Incident Report: May 13, 2024 (lasting approximately 4 hours)
On May 13 at 10:40 AM UTC, GitHub Copilot Chat began returning error responses to 6% of users. The problem was identified, and a status update was provided shortly after. A mitigation strategy was implemented by 14:30 UTC, which mitigated the impact.
The root cause of the incident was a combination of issues in the request handling process. Specifically, some requests were malformed, which resulted in being incorrectly routed to the wrong deployment. That deployment wasn’t resilient to the malformed requests and resulted in errors.
To mitigate the immediate impact, requests were routed away from the failing deployment. This temporarily reduced the number of errors while the underlying issue was investigated and resolved.

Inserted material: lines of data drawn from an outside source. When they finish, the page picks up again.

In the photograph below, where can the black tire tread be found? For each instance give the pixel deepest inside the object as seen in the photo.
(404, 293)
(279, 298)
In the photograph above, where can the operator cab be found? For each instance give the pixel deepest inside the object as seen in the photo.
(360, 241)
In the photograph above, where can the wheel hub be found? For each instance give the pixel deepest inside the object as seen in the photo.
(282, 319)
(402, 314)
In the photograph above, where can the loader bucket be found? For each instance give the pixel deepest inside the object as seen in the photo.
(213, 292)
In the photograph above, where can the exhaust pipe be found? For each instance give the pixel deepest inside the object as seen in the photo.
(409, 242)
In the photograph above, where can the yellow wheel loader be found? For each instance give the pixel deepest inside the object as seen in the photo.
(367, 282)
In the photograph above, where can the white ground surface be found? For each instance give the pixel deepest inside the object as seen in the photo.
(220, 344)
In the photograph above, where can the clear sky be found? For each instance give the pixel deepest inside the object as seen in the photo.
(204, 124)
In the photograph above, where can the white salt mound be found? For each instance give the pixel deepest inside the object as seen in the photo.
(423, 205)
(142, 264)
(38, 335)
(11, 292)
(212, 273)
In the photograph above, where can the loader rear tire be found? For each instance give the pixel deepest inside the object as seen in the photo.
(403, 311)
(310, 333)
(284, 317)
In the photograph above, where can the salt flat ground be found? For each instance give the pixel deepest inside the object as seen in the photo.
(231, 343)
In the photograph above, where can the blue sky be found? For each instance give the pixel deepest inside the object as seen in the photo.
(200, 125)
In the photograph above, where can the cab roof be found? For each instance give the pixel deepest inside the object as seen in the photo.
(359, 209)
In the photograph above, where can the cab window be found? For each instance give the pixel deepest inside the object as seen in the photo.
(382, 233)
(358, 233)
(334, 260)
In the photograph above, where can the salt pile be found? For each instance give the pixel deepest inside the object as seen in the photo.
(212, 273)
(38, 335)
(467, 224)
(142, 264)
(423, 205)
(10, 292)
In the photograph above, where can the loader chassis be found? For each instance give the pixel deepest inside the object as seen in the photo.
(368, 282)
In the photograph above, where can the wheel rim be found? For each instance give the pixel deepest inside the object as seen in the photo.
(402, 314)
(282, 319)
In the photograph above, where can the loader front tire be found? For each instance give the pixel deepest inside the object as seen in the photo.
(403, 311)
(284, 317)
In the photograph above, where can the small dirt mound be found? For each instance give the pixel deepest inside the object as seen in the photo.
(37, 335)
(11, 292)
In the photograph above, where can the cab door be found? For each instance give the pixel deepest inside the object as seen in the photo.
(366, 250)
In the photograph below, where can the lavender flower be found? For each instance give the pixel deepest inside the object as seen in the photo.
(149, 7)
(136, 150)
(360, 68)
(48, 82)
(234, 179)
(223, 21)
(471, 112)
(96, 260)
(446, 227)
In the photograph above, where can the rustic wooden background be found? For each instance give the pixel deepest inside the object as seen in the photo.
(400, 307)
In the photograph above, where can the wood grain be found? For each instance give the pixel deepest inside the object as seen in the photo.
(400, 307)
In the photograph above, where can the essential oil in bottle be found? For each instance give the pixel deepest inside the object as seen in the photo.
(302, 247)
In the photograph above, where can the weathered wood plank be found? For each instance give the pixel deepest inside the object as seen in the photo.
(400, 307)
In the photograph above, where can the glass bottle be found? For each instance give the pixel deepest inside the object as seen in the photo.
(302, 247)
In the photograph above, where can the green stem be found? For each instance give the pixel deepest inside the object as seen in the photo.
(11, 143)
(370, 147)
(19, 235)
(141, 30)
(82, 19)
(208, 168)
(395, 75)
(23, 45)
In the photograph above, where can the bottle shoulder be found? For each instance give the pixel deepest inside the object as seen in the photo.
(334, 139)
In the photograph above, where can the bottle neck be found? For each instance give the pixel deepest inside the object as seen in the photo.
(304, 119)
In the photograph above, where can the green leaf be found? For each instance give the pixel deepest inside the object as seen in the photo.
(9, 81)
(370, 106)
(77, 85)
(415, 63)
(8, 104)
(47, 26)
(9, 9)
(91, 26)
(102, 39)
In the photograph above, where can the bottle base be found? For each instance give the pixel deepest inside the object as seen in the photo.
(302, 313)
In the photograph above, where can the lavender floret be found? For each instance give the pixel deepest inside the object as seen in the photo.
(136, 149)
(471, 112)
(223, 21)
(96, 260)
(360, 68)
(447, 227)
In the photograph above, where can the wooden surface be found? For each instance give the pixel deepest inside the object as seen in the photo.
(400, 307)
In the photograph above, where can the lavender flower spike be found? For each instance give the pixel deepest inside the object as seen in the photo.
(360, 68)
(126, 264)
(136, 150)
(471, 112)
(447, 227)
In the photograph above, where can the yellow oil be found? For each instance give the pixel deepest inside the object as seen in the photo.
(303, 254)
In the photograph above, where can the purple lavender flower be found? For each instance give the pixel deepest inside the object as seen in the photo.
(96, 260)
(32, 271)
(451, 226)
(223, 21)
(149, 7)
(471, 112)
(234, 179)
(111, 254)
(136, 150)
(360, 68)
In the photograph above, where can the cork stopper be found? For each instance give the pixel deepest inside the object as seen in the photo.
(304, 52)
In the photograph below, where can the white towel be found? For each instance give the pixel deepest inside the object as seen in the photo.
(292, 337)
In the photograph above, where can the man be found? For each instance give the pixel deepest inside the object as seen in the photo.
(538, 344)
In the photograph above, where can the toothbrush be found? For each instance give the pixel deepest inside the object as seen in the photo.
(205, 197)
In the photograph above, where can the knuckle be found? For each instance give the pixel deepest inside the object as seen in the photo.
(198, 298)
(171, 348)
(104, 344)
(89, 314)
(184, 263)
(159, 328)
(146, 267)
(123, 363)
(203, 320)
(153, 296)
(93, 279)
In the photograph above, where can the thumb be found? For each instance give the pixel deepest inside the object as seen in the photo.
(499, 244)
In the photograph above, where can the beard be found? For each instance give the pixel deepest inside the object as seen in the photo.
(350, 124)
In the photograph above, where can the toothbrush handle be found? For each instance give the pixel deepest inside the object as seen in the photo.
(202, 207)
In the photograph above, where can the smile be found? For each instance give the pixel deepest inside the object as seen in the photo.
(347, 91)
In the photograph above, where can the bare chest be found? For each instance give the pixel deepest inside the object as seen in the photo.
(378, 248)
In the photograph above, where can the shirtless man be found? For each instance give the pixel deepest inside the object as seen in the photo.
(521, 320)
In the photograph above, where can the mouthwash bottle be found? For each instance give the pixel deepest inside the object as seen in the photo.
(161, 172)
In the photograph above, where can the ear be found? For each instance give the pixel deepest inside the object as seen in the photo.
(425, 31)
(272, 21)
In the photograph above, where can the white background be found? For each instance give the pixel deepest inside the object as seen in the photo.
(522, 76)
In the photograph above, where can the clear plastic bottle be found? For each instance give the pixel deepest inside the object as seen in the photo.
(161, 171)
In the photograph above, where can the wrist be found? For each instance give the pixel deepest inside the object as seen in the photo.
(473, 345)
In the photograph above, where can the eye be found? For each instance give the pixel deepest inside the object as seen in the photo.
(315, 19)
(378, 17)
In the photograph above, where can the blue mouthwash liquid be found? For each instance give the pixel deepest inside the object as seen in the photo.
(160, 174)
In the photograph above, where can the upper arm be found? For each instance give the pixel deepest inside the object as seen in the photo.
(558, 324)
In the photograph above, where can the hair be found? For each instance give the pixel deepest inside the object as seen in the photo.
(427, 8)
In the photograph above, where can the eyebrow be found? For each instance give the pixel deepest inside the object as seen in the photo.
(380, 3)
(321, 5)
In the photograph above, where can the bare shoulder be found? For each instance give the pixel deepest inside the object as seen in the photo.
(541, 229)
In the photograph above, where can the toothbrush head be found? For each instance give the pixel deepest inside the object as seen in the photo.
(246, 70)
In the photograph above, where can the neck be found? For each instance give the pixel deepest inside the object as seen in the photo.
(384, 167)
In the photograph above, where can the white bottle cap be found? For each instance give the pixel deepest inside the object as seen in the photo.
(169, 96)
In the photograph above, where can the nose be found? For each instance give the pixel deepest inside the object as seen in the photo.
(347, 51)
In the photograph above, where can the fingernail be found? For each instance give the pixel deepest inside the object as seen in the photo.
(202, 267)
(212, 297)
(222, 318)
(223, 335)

To prevent similar incidents in the future, we have enhanced validation checks for incoming requests to ensure proper handling and routing. In addition, we upgraded backend systems to provide more robust error handling and observability.
Posted May 13, 2024 - 15:44 UTC
Update
We are applying configuration changes to mitigate impact to Copilot Chat users.
Posted May 13, 2024 - 14:56 UTC
Update
We continue to investigate the root cause of elevated errors in Copilot Chat.
Posted May 13, 2024 - 14:13 UTC
Update
Copilot is experiencing degraded performance. We are continuing to investigate.
Posted May 13, 2024 - 13:27 UTC
Update
We are investigating an increase in exceptions impacting Copilot Chat usage from IDEs.